Naturally, the Republicans want to fix their mistake, and in this case many, maybe most, Democrats agree. Why, then, is it so hard to get the job done?

Well, in the course of drafting the needed corrections (which replace the offending tax breaks with a new set that's expected to withstand WTO scrutiny), Iowa Senator Tom Harkin got unanimous consent to introduce an amendment designed to prevent the Bush administration from pursuing it's rollback of overtime pay for a variety of job classifications. When it came time to vote, though, the Republicans tried to block the amendment by invoking cloture.

When their attempt to kill the Harkin amendment through parlimentary manipulation faild, Senate Republican leader Bill Frist pulled the bill altogether, rather than allow a vote on the overtime issue. I can't imagine who he thinks he's helping with this legislative tantrum. Worker's overtime rights are still in jeopardy, American industry still faces punitive trade sanctions, and Bill Frist takes his ball and goes home.

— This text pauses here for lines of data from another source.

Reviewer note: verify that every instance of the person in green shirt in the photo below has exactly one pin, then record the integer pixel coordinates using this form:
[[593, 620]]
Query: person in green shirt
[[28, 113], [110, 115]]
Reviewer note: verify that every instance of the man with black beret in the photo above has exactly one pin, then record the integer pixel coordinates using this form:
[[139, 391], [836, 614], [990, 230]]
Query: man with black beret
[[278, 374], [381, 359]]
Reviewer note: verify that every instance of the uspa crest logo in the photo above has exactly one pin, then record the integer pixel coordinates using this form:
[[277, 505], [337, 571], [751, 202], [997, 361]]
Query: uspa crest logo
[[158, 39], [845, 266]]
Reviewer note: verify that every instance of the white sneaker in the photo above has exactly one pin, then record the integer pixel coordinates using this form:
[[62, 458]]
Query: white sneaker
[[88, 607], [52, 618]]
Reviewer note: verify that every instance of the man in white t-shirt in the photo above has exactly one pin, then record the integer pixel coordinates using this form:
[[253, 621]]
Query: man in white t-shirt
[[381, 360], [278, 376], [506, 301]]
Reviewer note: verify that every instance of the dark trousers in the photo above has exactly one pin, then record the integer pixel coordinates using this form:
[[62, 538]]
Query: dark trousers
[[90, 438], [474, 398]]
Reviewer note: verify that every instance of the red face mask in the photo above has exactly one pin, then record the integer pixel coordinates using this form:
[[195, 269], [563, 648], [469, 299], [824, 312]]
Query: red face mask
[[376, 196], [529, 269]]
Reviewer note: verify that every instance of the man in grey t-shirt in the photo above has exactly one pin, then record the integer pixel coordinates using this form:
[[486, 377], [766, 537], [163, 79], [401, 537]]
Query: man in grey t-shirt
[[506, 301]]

There was no demand that the overtime amendment pass before a vote on the trade taxes. All the Democratic caucus was the vote that was promised by unanimous consent. Frist and his minions claim the Democrats are holding the bill hostage to political considerations, but who's kidding who here? The tax bill will pass in almost any form, with a bi-partisan coalition. The overtime bill may squeak through the Republican majority, but lots of R's will be voting against it at the bidding of their friends in the administration and corporate management, and it's a vote they don't want to run on in November.

47 Democrats hung tough on the side of American workers, though, and the Republicans left a $4 billion dollar tab on the table for American industry to pick up.

We need a new Senate majority, and this kind of incompetent intransigence by the Republican leadership can only help.